Supporto alla lettura

PENE SOSTITUTIVE

Le pene sostitutive, introdotte dalla riforma Cartabia con l’art. 20 bis c.p., demandando la disciplina alla legge speciale, e precisamente al nuovo Capo III della L. 689/1981, sono un insieme di sanzioni alternative alla reclusione che permettono di sostituire la pena detentiva in alcuni casi.

Queste pene prevedono:

 la semilibertà (in caso di condanna alla reclusione o all’arresto non superiori a 4 anni): il condannato può uscire di casa per svolgere attività lavorative, scolastiche, familiari o di pubblica utilità, con specifiche limitazioni;

 la detenzione domiciliare (in caso di condanna alla reclusione o all’arresto non superiori a 4 anni): il condannato deve rimanere in casa, con alcune eccezioni per attività specifiche;

 il lavoro di pubblica utilità (in caso di condanna alla reclusione o all’arresto non superiori a 3 anni): il condannato svolge un lavoro non retribuito per enti pubblici o associazioni di volontariato;

 la pena pecuniaria (in caso di condanna alla reclusione o all’arresto non superiori a 1 anno): il condannato è obbligato a pagare una somma di denaro al fisco

L’applicabilità delle pene sostitutive è valutata dal giudice in base alle circostanze del reato, alla personalità del condannato e alla necessità di garantire l’effettività della pena. Il condannato deve dimostrare di essere una persona meritevole e di voler seguire il percorso rieducativo.

Le pene sostitutive possono essere applicate anche nei procedimenti pendenti, a condizione che sia stata fatta richiesta da parte dell’imputato.

Ambito oggettivo di applicazione

Svolgimento del processo

1. Con l’ordinanza in preambolo, il Tribunale di sorveglianza di Napoli ha dichiarato non validamente espiata, nei confronti di A.A., la pena indicata nel provvedimento di cumulo emesso il 15 febbraio 2018 dal Pubblico ministero di Napoli, in relazione alla quale il condannato era stato ammesso all’affidamento in prova al servizio sociale, che aveva avuto inizio il 16/03/2020.

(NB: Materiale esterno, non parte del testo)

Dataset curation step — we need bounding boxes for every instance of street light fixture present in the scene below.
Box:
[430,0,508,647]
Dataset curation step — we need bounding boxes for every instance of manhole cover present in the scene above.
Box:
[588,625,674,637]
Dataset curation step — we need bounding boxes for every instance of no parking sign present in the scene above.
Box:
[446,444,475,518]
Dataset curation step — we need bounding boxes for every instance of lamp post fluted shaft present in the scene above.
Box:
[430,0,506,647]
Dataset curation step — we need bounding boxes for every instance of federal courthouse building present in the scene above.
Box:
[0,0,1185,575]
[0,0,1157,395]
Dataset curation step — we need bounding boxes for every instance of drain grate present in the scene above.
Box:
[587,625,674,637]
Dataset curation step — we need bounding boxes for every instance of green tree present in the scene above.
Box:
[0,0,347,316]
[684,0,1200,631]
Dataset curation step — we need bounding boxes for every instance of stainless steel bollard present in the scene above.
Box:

A tal fine, ha rilevato che il A.A., dopo la scadenza dell’affidamento in prova (il 27/02/2022), era stato condannato per il reato di guida senza patente, commesso il 20/09/2022, e, con sentenza ormai definitiva, per i reati di tentata estorsione in concorso, e detenzione e porto illegali di armi, entrambi aggravati ex art. 416-bis 1 cod. pen., commessi il 17/10/2022.

Il Tribunale ha valorizzato l’estrema gravità dei fatti per i quali il A.A. era stato condannato, commessi a breve distanza (otto mesi) dal termine dell’affidamento in prova; tali condotte, dal rilevante allarme sociale, sintomatiche della contiguità con sodalizi camorristici, disvelavano un’adesione da parte del condannato solo formale al programma di recupero nel corso della sottoposizione a misura alternativa, rivelando invero come il condannato non avesse abbandonato le pregresse logiche di vita, perseverandoin uno stile di vita delinquenziale; concludeva quindi per il mancato conseguimento dell’obiettivo di recupero sociale del condannato, cui la misura dell’affidamento in prova è preordinato, pervenendo quindi aduna declaratoria negativa quanto all’estinzione della pena, con effetto ex tunc, sin dalla stessa sottoposizione.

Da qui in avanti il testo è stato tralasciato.